The title of Martin Caidin's 1974 history of
the Battle of Kursk is still evocative, with its imagery of Nazi Germany's vaunted Tiger tanks in flames. Tigers burning brightly are just one legend of the epic July 1943 battle between Germany and Russia. There are many more: The Greatest Tank Battle in History, the Turning Point of World War II, The Death Ride of the Panzers, Russian tanks ramming German tanks in a mechanized orgy of destruction....
All very colorful, and all mostly or partly untrue.
Kursk is the Santa Claus and Easter Bunny of World War II battles, whose popular history was constructed from German and Soviet propaganda, and based on early accounts lacking vital information buried in Russian archives until after the fall of the Soviet Union. Kursk was indeed an epic battle, that pitted 3 million German and Soviet soldiers and 8,000 tanks, all crammed into a small portion of southern Russia.
After the disaster at Stalingrad in February 1943, the Red Army pushed the Germans back all the way across southern Russia, until a Panzer counteroffensive in March halted the Russian advance. As spring mud and mutual exhaustion brought operations to a close, the front lines solidified with a 120-mile-wide Russian salient bulging into German lines near the city of Kursk.
Germany had a choice: wait to be hammered by another offensive from the Russian steamroller, or take the initiative by launching its own offensive. Meanwhile, the clock was ticking after the November 1942 Western Allied landings in North Africa signaled that Germany would soon be forced to split its armies between Eastern and Western Europe.

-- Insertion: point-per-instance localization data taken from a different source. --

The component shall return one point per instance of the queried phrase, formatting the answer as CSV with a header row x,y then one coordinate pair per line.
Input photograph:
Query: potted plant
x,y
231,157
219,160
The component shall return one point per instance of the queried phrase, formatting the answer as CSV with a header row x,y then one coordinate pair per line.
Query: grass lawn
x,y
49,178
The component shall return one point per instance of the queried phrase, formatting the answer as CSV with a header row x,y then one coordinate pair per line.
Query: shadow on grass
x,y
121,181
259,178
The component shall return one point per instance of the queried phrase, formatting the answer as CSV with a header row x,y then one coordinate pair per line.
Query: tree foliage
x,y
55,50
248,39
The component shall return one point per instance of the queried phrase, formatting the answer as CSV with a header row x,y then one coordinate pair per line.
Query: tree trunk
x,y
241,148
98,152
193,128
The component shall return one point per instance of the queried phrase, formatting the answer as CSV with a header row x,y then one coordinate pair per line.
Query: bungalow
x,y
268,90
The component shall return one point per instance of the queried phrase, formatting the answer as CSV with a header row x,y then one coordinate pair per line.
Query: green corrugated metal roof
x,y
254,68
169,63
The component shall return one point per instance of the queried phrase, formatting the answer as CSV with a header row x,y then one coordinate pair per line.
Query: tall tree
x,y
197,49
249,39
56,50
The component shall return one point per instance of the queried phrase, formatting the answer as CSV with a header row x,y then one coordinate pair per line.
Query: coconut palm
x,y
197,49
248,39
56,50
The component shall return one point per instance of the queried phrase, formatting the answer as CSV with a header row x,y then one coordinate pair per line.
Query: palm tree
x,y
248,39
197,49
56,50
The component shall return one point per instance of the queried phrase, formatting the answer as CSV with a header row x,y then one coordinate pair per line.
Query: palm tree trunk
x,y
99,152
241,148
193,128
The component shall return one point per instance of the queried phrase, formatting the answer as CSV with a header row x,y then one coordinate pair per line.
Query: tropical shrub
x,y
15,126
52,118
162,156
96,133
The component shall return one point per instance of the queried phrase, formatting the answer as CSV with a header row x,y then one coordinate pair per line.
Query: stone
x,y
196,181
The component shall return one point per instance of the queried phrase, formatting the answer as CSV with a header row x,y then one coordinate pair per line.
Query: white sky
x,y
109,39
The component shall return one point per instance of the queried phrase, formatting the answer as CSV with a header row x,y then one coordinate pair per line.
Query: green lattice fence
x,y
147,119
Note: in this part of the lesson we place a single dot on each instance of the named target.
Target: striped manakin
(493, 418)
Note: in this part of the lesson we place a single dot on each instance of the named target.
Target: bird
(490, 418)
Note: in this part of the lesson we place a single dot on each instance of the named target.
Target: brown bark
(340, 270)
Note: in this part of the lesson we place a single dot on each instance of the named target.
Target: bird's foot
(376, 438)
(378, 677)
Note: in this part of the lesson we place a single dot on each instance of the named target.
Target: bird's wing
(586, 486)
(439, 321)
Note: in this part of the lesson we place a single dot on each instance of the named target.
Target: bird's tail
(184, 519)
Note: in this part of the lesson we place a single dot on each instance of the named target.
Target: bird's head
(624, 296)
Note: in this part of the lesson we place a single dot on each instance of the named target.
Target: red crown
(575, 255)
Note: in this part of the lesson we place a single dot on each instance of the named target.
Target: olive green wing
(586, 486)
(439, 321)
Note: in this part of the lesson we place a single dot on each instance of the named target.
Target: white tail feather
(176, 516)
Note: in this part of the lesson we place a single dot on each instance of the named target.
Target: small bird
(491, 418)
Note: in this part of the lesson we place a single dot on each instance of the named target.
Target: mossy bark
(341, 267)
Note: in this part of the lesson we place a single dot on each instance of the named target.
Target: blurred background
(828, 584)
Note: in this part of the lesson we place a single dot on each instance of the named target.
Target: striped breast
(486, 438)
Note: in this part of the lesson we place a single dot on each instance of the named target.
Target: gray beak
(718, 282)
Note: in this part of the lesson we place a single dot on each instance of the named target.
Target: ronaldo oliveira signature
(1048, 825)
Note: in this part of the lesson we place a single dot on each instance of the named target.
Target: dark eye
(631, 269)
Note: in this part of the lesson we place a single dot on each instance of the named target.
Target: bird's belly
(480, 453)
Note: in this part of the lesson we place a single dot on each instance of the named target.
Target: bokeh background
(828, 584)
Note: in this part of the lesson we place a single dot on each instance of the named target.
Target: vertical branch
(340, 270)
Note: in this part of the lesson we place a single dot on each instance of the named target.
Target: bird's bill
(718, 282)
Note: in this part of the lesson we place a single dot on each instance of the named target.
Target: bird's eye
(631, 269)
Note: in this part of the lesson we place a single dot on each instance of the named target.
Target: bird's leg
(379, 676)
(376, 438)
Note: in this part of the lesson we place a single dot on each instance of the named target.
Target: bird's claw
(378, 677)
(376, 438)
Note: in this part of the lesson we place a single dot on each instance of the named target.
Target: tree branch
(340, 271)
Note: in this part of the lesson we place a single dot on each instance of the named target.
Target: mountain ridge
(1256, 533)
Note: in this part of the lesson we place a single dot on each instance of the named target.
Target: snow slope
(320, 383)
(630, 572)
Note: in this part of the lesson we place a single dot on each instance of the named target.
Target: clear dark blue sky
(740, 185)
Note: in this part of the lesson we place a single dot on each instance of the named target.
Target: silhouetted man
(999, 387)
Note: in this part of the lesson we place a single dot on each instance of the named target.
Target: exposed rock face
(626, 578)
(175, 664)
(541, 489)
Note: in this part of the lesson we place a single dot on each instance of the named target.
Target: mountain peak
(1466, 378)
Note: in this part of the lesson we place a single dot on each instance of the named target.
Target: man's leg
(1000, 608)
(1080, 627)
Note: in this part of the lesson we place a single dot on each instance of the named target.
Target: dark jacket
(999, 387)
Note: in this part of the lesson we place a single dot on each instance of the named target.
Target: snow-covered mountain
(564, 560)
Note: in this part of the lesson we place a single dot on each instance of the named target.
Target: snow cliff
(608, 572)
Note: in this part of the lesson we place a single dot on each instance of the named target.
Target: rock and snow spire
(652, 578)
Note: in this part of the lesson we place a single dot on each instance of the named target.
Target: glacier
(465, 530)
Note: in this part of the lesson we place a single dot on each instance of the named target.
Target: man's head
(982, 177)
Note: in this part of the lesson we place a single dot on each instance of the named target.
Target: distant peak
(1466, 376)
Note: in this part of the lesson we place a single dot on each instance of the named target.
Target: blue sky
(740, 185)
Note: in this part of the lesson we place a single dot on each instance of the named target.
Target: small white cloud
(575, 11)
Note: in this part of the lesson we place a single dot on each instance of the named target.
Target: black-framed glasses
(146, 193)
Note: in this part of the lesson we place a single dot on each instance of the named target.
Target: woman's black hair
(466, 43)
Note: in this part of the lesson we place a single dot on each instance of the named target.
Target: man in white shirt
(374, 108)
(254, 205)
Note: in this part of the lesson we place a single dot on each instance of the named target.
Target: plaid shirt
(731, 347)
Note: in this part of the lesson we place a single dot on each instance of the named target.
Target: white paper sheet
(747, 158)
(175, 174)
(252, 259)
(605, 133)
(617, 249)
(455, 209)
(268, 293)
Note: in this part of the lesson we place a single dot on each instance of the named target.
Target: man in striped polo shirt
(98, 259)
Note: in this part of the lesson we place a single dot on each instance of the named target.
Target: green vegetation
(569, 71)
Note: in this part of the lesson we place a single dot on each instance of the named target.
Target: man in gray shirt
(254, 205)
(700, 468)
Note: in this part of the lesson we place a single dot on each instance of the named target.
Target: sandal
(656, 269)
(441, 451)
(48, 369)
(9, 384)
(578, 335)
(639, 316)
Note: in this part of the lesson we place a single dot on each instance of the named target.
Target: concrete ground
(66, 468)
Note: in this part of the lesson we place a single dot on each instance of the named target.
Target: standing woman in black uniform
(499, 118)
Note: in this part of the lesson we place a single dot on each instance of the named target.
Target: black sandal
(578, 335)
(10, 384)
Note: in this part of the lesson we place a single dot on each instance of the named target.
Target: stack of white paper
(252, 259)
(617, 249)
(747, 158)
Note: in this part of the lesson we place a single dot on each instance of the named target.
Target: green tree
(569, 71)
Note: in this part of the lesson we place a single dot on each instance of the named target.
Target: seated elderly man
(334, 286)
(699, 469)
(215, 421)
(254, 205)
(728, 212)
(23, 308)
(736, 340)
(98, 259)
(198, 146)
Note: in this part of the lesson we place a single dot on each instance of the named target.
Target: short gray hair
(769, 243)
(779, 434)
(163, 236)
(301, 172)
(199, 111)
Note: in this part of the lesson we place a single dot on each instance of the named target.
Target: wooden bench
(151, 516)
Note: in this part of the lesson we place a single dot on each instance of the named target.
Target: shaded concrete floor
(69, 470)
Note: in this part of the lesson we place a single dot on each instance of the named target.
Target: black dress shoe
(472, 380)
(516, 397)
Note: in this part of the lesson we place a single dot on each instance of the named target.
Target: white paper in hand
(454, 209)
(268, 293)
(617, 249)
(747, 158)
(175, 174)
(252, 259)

In 1941, Germany had been strong enough to attack on a thousand-mile-front from the Baltic to the Black Sea. Now the Germans could only muster enough troops to concentrate on a narrow sector. An obvious target was the Kursk salient, so obvious in fact that any Russian general with a map could guess the German target (
in addition, Moscow was tipped off by the "Lucy"). In effect, Kursk was the first Battle of the Bulge, but on a much larger scale than the Americans faced in December 1944.
Top commanders such as Erich Von Manstein wanted to attack in May, before the Soviets had time to dig in and reinforce the salient. But a nervous and indecisive Hitler decided to postpone Operation Citadel until July, to allow time to deploy his vaunted new Panther, Tiger and
Elefant tanks. While the big cats lumbered off the railroad cars near the front lines, the Germans managed to amass nearly 800,000 men, 3,000 tanks, 10,000 guns and mortars, and 2,000 aircraft. It would be the last time the Germans could concentrate such an attack force (by comparison, at the Battle of the Bulge, the Germans had 400,000 men and 600 tanks). Yet as usual, the Germans were outnumbered. They faced 1.9 million Soviet soldiers, 5,000 tanks, 25,000 guns and mortars and more than 3,000 aircraft.
Citadel was a prophetic name for the German offensive. The Soviets used the extra time to build an incredibly dense defense system of multiple layers of fortifications, including trenches, bunkers, tank traps and machine gun nests 25 miles deep, as well as minefields that averaged more than 3,000 mines per kilometer.
Kursk was not an imaginative battle. The Germans attacked an obvious target, the Soviets fortified the obvious target, and the German offensive on July 4, 1943 was a traditional pincer move against the north and south base of the salient to cut off the defenders inside. Despite support by 89 Elefants (a Porsche version of the Tiger that the German army rejected), the northern pincer quickly bogged down after advancing just a few miles. But the southern pincer, led by the II SS Panzer Corps, managed to advance 20 miles to the town of Prokhorovka, until its advance was checked by the Soviet Fifth Guards Tank Army.